The government is planning to bring Bangladesh’s rapidly growing online gaming sector under the tax net as part of efforts to meet an ambitious revenue target of Tk604,000 crore in the upcoming fiscal year.
Officials at the National Board of Revenue (NBR) said the move aims to formalise the digital economy, monitor online transactions, and prevent money outflow through unregulated foreign platforms.
According to market research firm Statista, Bangladesh’s online gaming market has already exceeded Tk2,000 crore in size. However, a significant portion of transactions in the sector remains outside the formal tax system.
Revenue officials said the government is considering imposing value-added tax (VAT) and supplementary duties on in-app purchases, subscription fees, virtual gaming currencies, and digital advertisements linked to online gaming platforms.
Currently, a large number of Bangladeshi users spend money on international gaming platforms to buy skins, characters, virtual coins, and premium gaming features. Most of these transactions remain untaxed.
NBR officials believe that bringing such transactions into formal channels would not only increase revenue collection but also strengthen oversight of cross-border digital payments.
According to their estimates, imposing at least 15 per cent VAT on such transactions could generate between Tk200 crore and Tk250 crore in annual revenue.

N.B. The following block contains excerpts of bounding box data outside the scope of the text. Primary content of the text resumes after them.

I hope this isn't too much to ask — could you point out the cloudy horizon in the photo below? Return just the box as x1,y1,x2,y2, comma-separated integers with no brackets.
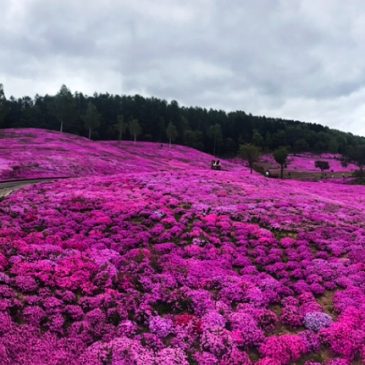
0,0,365,136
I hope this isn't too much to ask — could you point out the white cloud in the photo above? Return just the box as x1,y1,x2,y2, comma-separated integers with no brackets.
0,0,365,135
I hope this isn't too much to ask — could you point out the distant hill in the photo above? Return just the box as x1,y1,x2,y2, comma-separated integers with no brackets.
0,128,239,181
0,86,365,156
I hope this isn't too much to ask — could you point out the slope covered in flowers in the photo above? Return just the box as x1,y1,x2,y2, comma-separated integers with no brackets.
261,153,358,173
0,128,230,181
0,129,365,365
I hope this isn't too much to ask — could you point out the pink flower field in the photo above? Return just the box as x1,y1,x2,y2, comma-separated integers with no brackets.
0,130,365,365
262,153,358,173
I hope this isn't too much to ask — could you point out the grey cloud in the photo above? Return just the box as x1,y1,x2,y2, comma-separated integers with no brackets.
0,0,365,134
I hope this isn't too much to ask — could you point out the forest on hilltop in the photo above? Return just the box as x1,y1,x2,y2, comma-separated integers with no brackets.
0,84,365,156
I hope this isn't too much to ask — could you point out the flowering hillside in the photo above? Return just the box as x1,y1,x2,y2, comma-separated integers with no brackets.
0,129,365,365
0,128,234,181
262,153,358,173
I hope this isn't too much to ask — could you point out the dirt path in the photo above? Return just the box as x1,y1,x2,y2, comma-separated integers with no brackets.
0,178,65,198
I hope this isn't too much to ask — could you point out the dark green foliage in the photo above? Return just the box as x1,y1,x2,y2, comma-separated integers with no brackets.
273,147,289,179
346,144,365,178
0,85,365,156
166,122,178,147
114,114,128,141
82,103,100,139
238,143,260,174
128,118,142,142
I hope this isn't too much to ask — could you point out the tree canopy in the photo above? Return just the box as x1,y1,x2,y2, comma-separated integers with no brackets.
0,85,365,156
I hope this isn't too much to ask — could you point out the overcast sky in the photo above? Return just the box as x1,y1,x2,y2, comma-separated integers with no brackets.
0,0,365,135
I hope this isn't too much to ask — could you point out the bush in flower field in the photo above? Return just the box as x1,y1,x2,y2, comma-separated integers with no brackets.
0,132,365,365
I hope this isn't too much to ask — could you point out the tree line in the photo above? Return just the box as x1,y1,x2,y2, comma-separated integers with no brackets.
0,85,365,160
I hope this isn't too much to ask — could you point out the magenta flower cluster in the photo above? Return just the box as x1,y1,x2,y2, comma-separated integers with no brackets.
0,129,365,365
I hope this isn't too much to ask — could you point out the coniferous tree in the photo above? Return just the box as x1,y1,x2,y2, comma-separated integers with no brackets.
166,122,177,147
129,119,142,143
0,84,7,127
51,85,76,133
114,114,128,141
82,102,100,139
238,143,260,174
273,147,288,179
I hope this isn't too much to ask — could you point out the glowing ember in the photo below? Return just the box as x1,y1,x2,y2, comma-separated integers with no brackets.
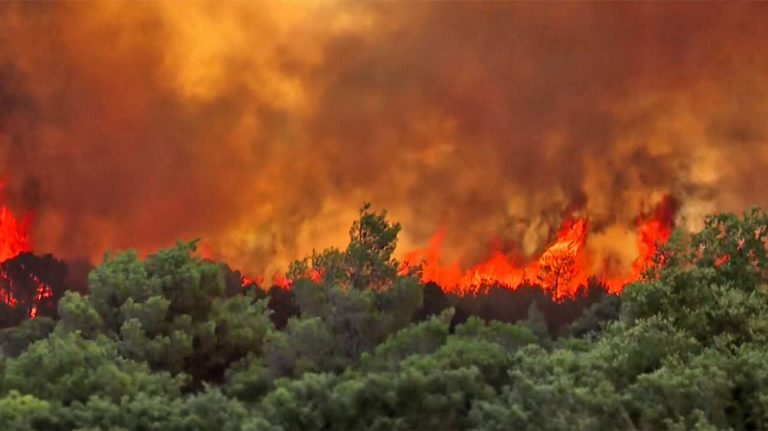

With Bangladesh continuing to record one of the lowest tax-to-GDP ratios in South Asia, international development partners have been pressuring the government to expand revenue collection.
Against this backdrop, policymakers are increasingly viewing the digital economy as a potential new source of tax revenue.
NBR officials said discussions are also underway to introduce an automated VAT deduction system on payments made through mobile financial services, bank cards, and app stores.
At the same time, the government is considering bringing gaming platforms under a registration framework if they want to operate in Bangladesh.
According to NBR officials, a presentation on the matter has already been made to Finance Minister Amir Khasru Mahmud Chowdhury, who has expressed support for the proposal.
Several countries around the world have already imposed taxes on online gaming and digital services. India introduced a 28 per cent GST on online gaming, boosting government revenue, although it also increased operating costs for gaming companies.
Pakistan has implemented digital service taxes and VAT, while Indonesia imposed a 10 per cent VAT on digital products and required foreign digital platforms to register with authorities.
Economists, however, warned that implementing such measures without a clear legal framework could prove difficult.
Former lead economist of the World Bank Dhaka office Zahid Hussain told TIMES that the government must first clearly define which games are skill-based and which fall under gambling or betting activities.
“If the legal definitions remain unclear, tax implementation could become controversial,” he said.
He also noted that Bangladesh’s digital data monitoring system is still not sufficiently strong, making it difficult to effectively collect taxes from foreign-based gaming companies such as Tencent or Activision Blizzard.
According to him, imposing excessive taxes could also push some users toward illegal or unauthorised betting platforms that remain outside government oversight.
Policy analysts said taxation alone would not be enough, and that the sector also requires a balanced regulatory framework.
They stressed the need for mandatory registration of gaming platforms, automated VAT collection through payment gateways, and separate legal frameworks distinguishing gaming from gambling.
M Masrur Reaz, chairman and chief executive officer of Policy Exchange Bangladesh, said the country could potentially generate several hundred crore taka in annual revenue from the online gaming sector if appropriate policies and technological capabilities are developed.
However, he added that implementing such measures without adequate infrastructure and legal preparedness could become a major challenge for the government.